Ein Bär ohne Scheu vor Menschen

Wildtier reißt Schafe in Siedlungsnähe. Biologe: "Bär kann zum Problem werden".

Hungrig, geschickt sowie schlau scheint jener Braunbär zu sein, der derzeit durch Achomitz (Gemeinde Hohenthurn; Bezirk Villach-Land) streift. Und alles andere als menschenscheu. Denn die Schafe, die die Bauern aus Angst vor dem Bären nicht mehr auf der Alm weiden lassen, holt er sich nun im Tal. Der zuständige Wildbiologe rät zur Vorsicht.

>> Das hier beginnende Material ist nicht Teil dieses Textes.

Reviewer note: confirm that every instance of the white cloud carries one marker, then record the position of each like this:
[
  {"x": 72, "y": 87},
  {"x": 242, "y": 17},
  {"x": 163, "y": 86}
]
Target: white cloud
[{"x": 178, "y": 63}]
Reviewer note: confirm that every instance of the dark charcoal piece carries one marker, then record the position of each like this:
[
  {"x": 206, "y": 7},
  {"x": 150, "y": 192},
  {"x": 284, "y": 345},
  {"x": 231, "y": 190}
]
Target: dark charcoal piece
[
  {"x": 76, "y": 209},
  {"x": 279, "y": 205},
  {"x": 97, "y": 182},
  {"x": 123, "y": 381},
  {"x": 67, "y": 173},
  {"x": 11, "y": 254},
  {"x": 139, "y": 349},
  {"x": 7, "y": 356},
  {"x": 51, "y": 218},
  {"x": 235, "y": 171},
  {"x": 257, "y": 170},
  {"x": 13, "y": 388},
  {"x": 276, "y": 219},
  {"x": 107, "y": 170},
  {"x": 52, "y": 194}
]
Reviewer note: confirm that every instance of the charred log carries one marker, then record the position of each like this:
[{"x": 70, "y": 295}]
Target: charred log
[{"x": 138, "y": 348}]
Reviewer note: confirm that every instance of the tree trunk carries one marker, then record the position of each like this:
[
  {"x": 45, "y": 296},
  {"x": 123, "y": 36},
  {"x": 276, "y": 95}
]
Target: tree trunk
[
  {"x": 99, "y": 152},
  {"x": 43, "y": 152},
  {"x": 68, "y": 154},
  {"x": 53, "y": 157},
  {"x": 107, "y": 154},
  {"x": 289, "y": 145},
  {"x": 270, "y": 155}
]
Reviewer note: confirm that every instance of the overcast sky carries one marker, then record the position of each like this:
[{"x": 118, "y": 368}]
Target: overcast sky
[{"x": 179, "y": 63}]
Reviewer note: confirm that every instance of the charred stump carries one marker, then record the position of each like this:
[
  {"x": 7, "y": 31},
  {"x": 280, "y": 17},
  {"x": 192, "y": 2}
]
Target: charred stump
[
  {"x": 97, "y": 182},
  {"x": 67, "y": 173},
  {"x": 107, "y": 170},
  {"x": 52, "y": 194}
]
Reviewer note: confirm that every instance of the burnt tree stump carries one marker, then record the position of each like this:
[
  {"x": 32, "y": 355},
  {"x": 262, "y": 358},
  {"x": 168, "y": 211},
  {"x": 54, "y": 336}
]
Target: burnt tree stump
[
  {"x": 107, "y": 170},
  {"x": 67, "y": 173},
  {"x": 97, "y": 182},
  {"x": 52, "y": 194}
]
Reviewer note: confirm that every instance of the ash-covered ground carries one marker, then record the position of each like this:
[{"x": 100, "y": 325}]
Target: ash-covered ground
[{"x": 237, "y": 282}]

Der erste Schafskadaver wurde am Freitag in Achomitz gefunden – auf einer durch einen Elektrozaun gesicherten Weide. Der zweite am Samstag im Auslauf der Sprungschanze, 200 Meter von einer Siedlung entfernt. Diese Weide war durch einen Maschendrahtzaun gesichert, der für diesen Bären ebenfalls keine unüberwindbare Hürde darstellte.

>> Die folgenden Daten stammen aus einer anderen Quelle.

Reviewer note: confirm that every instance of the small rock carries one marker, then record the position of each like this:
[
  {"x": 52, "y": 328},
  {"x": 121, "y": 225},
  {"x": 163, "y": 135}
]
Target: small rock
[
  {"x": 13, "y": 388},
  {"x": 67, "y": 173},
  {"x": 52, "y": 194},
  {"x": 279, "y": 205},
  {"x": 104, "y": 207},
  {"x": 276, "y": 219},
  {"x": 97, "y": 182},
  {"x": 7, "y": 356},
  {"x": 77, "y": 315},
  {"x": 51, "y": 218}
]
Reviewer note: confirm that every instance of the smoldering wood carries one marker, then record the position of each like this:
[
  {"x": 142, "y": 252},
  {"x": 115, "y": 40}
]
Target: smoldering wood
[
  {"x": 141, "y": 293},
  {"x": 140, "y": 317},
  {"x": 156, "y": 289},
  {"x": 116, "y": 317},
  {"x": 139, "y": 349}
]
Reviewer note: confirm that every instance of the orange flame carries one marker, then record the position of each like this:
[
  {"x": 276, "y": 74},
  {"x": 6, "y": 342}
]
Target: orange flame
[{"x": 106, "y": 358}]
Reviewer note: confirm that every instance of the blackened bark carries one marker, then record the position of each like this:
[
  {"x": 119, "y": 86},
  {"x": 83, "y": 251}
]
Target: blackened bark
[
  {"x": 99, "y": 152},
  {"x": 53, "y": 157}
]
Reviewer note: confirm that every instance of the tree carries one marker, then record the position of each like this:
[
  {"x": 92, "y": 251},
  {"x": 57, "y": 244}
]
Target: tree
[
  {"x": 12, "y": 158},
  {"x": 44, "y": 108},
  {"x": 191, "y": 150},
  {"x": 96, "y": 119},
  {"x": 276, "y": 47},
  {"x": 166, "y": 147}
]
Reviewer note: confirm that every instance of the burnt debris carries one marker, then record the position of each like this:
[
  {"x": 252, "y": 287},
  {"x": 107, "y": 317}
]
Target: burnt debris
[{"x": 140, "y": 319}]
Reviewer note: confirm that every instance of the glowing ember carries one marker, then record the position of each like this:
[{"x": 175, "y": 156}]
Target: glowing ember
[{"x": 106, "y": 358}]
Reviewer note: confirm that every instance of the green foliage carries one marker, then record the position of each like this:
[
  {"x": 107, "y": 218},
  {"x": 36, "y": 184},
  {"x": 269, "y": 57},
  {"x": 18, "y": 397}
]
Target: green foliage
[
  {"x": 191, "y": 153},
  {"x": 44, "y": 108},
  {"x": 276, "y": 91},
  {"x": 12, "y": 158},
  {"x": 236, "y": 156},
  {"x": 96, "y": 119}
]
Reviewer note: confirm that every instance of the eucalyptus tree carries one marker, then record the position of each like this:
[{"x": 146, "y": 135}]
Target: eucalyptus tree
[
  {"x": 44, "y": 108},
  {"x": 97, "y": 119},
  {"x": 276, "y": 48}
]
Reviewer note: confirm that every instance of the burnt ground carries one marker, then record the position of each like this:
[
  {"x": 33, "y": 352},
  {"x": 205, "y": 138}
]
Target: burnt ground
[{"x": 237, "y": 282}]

"Es handelte sich jeweils um frische Risse von Mutterschafen, die eindeutig einem Bären zuzuordnen sind. Die Tatorte sind rund einen Kilometer voneinander entfernt, wahrscheinlich war es ein und dasselbe Tier", sagt Wildbiologe Thomas Huber.

Abschuss gefordert

Die zehn Schafsbauern in Achomitz und den angrenzenden Ortschaften Göriach und Feistritz sind geschockt. "Wir dachten, dass wir das Problem lösen, indem wir die Schafe extra zu ihrem Schutz im Tal lassen. Aber der Bär lässt sich nicht austricksen. Jetzt kommt er eben zu uns", schüttelt Hohenthurns Bürgermeister Florian Tschinderle (ÖVP) den Kopf. Er hält selbst 50 Schafe, verlor vergangenen Sommer zwölf durch Bärenrisse auf der Alm. "Wir müssen den Bären zum Abschuss bringen", lautet seine Forderung.

"Wenn sich das Tier durch Zäune nicht stoppen lässt, sind die Möglichkeiten begrenzt. Die beiden Risse zeigen: der Problembär geht dorthin, wo die Schafe sind", meint der Gailtaler Jäger Johannes Leitner, der vor Ort oft auf Bärenspuren stößt.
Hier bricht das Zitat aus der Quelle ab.